In der politischen Debatte über besseren Hitzeschutz in Deutschland bringt die Union die Idee von Sonnencremespendern in deutschen Städten ins Gespräch. CDU-Bundestagsabgeordneter Christoph Ploß fordert zusätzliche Maßnahmen, um die Gesundheit der Bevölkerung bei hohen Temperaturen zu schützen. Zugleich mahnt er mehr Vorsorge gegen Hitzewellen an und kritisiert fehlende Strategien in vielen Kommunen.
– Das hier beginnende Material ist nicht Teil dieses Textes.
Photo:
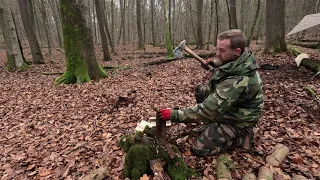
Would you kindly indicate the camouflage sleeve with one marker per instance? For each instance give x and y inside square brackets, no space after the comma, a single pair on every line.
[220,100]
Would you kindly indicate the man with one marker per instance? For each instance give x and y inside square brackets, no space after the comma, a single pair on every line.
[231,103]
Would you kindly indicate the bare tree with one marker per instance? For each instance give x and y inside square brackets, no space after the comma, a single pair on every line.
[199,24]
[30,31]
[104,41]
[81,63]
[138,11]
[275,26]
[14,56]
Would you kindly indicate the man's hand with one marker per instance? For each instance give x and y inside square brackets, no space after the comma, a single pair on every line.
[164,114]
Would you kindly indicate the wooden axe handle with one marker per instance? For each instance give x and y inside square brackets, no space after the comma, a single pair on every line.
[188,50]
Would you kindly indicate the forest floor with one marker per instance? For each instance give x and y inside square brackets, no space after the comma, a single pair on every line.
[50,131]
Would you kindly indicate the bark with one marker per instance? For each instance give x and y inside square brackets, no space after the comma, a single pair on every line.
[254,23]
[275,27]
[199,24]
[98,174]
[277,155]
[224,164]
[81,64]
[138,11]
[233,15]
[104,41]
[30,32]
[265,173]
[46,28]
[8,29]
[249,176]
[154,43]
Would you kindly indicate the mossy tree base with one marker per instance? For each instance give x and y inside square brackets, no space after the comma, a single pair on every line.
[140,151]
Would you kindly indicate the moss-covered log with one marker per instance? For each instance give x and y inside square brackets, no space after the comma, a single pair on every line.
[224,164]
[81,63]
[277,155]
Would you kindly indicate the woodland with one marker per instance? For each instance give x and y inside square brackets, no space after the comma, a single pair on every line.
[77,76]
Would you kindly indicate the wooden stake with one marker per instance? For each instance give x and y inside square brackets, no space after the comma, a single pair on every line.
[277,155]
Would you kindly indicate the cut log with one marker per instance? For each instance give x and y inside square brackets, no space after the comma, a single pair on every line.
[224,164]
[299,177]
[249,176]
[98,174]
[265,173]
[277,155]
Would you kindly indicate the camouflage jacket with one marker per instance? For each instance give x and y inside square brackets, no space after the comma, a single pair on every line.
[235,97]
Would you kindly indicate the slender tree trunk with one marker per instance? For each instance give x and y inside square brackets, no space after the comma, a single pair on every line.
[216,30]
[199,24]
[30,32]
[81,63]
[254,23]
[275,26]
[233,14]
[46,27]
[14,56]
[104,41]
[138,11]
[210,22]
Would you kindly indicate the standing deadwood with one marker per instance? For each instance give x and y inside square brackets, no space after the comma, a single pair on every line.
[30,32]
[275,27]
[154,42]
[229,16]
[277,155]
[216,30]
[138,11]
[265,173]
[104,41]
[233,15]
[254,23]
[81,63]
[46,27]
[106,27]
[169,46]
[199,24]
[210,22]
[14,56]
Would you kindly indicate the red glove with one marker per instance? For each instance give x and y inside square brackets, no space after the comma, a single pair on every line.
[164,114]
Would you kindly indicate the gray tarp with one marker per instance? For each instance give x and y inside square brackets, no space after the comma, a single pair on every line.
[307,22]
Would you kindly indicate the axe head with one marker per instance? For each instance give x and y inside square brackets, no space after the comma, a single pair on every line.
[178,51]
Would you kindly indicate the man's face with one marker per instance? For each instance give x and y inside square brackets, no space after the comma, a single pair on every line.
[225,53]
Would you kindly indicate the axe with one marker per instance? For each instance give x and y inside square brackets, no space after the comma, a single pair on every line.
[178,53]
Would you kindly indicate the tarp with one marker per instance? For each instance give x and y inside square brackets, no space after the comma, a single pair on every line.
[307,22]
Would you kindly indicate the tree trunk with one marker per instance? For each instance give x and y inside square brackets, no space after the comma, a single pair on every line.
[154,43]
[275,27]
[216,30]
[81,64]
[233,14]
[105,48]
[210,22]
[30,32]
[14,56]
[138,11]
[46,27]
[254,23]
[199,24]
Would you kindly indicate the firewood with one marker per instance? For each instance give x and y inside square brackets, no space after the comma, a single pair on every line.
[277,155]
[249,176]
[265,173]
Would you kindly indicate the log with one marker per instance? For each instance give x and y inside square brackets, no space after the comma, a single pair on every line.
[298,177]
[98,174]
[224,164]
[265,173]
[277,155]
[249,176]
Forderung nach Sonnencremespendern und mehr Hitzeschutz
CDU-Bundestagsabgeordneter Christoph Ploß hat in der Diskussion um besseren Hitzeschutz zusätzliche Angebote in deutschen Städten angeregt. „Auch Wasser- und Sonnencremespender sollten installiert werden, um die Gesundheit der Menschen in Deutschland zu schützen“, sagte der CDU-Politiker der „Rheinischen Post“.
Mehr Vorsorge gegen Hitzewellen
Der Tourismusbeauftragte der Bundesregierung mahnte laut „Rheinischer Post“ mehr Vorsorge gegen Hitzewellen an. Viele Städte hätten noch keine ausreichenden Strategien, um auf Hitzewellen angemessen reagieren zu können. Das müsse sich dringend ändern, so Ploß.
Als konkrete Maßnahmen nannte Ploß laut „Rheinischer Post“ „mehr klimatisierte Räume, kühle Orte, Bäume und Trinkbrunnen“.